German application for Nord Stream 2 available for public consultation after Easter
- Documents will be available in public offices as of April 18, 2017
- Over 80 public bodies directly involved in the process
- Approximately 6,000 pages of documentation for the 85 km-long German segment of the pipeline
April 6, 2017 | Zug | The application documents for the construction and operation of the Nord Stream 2 Pipeline in the 85 km-long German segment will be available for public consultation at several locations in the state of Mecklenburg-Western Pomerania starting from April 18, 2017. The full documentation will be accessible for review and comments by the general public until May 17, 2017 in the offices of the Federal Maritime and Hydrographic Agency (BSH) in Hamburg and Rostock, the Stralsund Mining Authority, and the administrative offices of Bergen auf Rügen, Lubmin, Mönchgut-Granitz, Usedom-Nord, Anklam-Land and the city of Putbus.
“The availability of the documents for public review marks the start of the public consultation phase, which is a key component of the permitting process for the Nord Stream 2 Pipeline,” said Jens Lange, Permitting Manager Germany at Nord Stream 2 AG. “Our plans build on the extensive experience and significant monitoring results gathered with the existing Nord Stream project.”
The legal framework for the permitting process includes the German Energy Industry Act (Energiewirtschaftsgesetz – EnWG), which applies to Germany’s territorial waters, as well as the Federal Mining Act (Bundesberggesetz – BBergG), which applies to the German exclusive economic zone (EEZ).

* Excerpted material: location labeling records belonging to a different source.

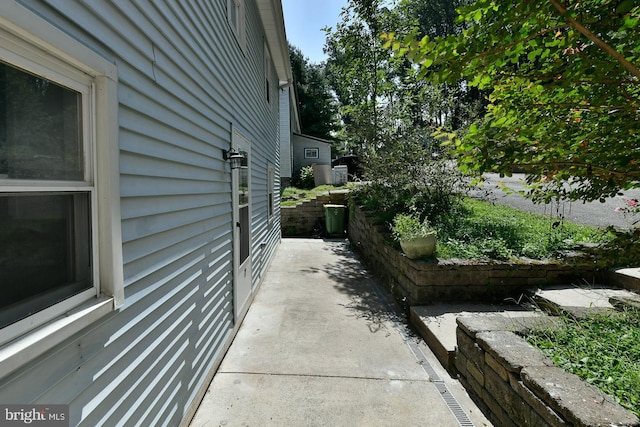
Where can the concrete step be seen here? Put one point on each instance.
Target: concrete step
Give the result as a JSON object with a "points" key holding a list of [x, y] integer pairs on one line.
{"points": [[578, 301], [437, 322]]}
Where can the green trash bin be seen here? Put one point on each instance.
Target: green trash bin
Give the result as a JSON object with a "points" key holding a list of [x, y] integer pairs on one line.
{"points": [[334, 219]]}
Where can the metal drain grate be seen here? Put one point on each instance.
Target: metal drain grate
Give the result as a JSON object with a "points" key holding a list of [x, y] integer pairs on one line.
{"points": [[451, 402]]}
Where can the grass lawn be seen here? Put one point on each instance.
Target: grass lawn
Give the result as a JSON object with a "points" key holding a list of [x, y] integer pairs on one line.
{"points": [[602, 349], [292, 195]]}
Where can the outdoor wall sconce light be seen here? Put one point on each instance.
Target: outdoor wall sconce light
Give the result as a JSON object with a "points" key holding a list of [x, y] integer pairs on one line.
{"points": [[235, 158]]}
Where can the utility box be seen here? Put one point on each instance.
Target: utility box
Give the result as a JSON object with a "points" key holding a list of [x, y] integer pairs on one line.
{"points": [[334, 219], [340, 175]]}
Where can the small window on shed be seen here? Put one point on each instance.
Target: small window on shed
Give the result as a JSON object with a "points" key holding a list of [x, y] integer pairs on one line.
{"points": [[311, 153], [267, 73], [271, 176], [236, 18]]}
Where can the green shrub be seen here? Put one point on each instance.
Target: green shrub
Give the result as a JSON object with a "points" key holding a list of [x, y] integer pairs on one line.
{"points": [[407, 227], [602, 349]]}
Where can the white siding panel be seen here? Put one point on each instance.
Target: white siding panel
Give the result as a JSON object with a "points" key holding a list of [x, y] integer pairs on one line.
{"points": [[183, 82]]}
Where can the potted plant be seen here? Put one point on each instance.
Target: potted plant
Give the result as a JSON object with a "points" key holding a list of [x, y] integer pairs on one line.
{"points": [[417, 238]]}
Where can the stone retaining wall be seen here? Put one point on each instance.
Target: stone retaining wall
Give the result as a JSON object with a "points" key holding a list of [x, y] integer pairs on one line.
{"points": [[516, 385], [435, 280], [302, 219]]}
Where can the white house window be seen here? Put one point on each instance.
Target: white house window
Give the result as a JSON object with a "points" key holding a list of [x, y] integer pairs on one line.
{"points": [[46, 241], [311, 153], [60, 235]]}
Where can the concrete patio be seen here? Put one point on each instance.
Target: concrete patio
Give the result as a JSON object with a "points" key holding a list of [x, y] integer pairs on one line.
{"points": [[323, 344]]}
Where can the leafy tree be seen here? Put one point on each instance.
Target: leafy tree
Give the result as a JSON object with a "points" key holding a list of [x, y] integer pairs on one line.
{"points": [[317, 106], [564, 91], [388, 113]]}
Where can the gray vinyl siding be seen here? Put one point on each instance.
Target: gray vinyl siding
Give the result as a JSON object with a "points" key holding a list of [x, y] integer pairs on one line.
{"points": [[183, 83]]}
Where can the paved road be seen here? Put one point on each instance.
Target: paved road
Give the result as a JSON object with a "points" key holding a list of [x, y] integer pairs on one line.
{"points": [[594, 213]]}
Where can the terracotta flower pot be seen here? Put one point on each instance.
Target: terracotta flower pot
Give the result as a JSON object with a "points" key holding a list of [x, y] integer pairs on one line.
{"points": [[419, 247]]}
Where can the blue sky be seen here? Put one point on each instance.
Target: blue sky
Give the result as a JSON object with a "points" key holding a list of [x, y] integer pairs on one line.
{"points": [[304, 20]]}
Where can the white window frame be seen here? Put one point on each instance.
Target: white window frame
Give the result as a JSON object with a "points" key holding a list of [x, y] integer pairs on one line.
{"points": [[35, 45]]}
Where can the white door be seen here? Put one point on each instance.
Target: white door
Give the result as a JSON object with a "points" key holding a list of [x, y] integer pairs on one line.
{"points": [[241, 184]]}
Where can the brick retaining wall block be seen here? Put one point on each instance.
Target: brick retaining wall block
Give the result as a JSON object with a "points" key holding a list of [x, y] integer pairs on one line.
{"points": [[516, 385], [437, 280]]}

The Federal Maritime and Hydrographic Agency (BSH) is responsible for carrying out the permitting procedure in the German EEZ, while the Stralsund Mining Authority oversees the procedure in German territorial waters and the landfall area of the pipeline in Lubmin. Together, these authorities will directly involve over 80 public bodies in the process.
The results of the extensive environmental surveys and planning are an important part of the 6,000-page application materials. These documents include a general proposal, an assessment of alternatives, a technical explanatory report, an environmental impact analysis, a flora-fauna-habitat impact study, a legal biotope protection assessment, an expert paper on species protection regulation, an accompanying conservation plan and expert papers on the Water and Marine Strategy Directives, as well as documentation volumes and application papers.
In addition to the application documents for the national permitting procedure, Nord Stream 2 published a transboundary environmental report (Espoo Report) as part of the international consultation process. The German national permitting process and the international consultations on the project’s potential transboundary impacts will run in parallel. The Espoo Report will also be made available for public review and comment as of April 18, 2017.
Nord Stream 2 requires permits from Russia, Finland, Sweden, Denmark and Germany. The permitting procedure in Sweden started in September 2016. In the remaining countries, the applications have been or will be submitted in accordance with the respective national legislation and timelines.